Une nouvelle attaque armée a coûté la vie à une femme dans la ville de Beni, au Nord-Kivu. Le drame, survenu dans la nuit de mardi 27 à mercredi 28 janvier 2026, relance les inquiétudes sur la recrudescence de l’insécurité dans cette région. La victime a été tuée par des hommes armés dans la cellule Mangothe, au quartier Mambango, en commune de Bungulu, dans la ville de Beni, chef-lieu provisoire du Nord-Kivu.

D’après des témoignages recueillis sur place, les assaillants, qui étaient nombreux, se seraient d’abord trompés de parcelle avant de se retrouver dans une concession voisine. Ils auraient ensuite passé un appel téléphonique afin d’obtenir l’adresse exacte de leur cible.

« La victime, Kavira Aline, mère de famille, a supplié les assaillants de lui laisser la vie sauve. Ils lui ont tiré une balle à la jambe puis à la poitrine, la laissant avec son bébé d’un an », a confié un voisin au micro de notre reporter.
À la suite de cet assassinat, un défenseur des droits humains a appelé les autorités compétentes à s’impliquer pleinement afin que les auteurs de cet acte criminel soient identifiés, arrêtés et traduits en justice.
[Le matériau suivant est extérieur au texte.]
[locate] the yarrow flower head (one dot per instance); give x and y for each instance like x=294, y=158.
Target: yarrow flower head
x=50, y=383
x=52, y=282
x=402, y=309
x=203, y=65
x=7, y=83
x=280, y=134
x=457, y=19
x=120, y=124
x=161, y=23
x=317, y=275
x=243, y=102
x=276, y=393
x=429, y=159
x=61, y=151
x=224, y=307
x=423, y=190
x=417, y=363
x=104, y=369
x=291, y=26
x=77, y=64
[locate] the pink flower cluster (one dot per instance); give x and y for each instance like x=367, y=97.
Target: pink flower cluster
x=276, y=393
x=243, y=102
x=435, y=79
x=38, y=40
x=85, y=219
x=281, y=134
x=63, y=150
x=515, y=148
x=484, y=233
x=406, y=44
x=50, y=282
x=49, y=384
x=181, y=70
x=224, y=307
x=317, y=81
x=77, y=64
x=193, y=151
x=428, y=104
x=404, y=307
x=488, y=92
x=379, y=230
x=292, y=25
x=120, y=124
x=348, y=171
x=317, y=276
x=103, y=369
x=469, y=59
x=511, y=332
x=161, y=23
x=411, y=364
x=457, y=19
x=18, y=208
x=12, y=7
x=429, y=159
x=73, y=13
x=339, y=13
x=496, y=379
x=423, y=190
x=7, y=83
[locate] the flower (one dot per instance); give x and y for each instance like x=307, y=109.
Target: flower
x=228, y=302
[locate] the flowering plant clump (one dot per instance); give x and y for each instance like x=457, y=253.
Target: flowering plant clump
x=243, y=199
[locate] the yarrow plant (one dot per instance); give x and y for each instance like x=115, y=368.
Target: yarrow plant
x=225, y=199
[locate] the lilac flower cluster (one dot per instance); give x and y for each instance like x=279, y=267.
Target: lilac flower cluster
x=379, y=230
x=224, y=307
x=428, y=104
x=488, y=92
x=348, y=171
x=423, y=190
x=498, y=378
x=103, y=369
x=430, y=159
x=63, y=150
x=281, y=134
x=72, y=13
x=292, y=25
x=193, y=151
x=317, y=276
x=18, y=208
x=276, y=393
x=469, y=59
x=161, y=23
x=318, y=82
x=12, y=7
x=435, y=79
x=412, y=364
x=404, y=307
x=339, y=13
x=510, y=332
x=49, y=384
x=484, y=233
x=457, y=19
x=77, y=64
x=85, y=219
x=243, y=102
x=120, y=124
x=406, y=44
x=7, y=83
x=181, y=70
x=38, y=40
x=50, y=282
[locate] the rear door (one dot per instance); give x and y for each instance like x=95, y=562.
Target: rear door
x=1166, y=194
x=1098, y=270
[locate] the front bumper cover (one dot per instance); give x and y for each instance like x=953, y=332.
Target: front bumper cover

Patrick Kapanga insiste sur l’application rigoureuse de la loi contre les bourreaux.

Ce nouveau cas vient s’ajouter à une série d’attaques enregistrées ces derniers temps dans la région de Beni, où l’insécurité demeure préoccupante. Les services de sécurité sont appelés à renforcer les mesures de protection afin de garantir la sécurité des populations et de leurs biens.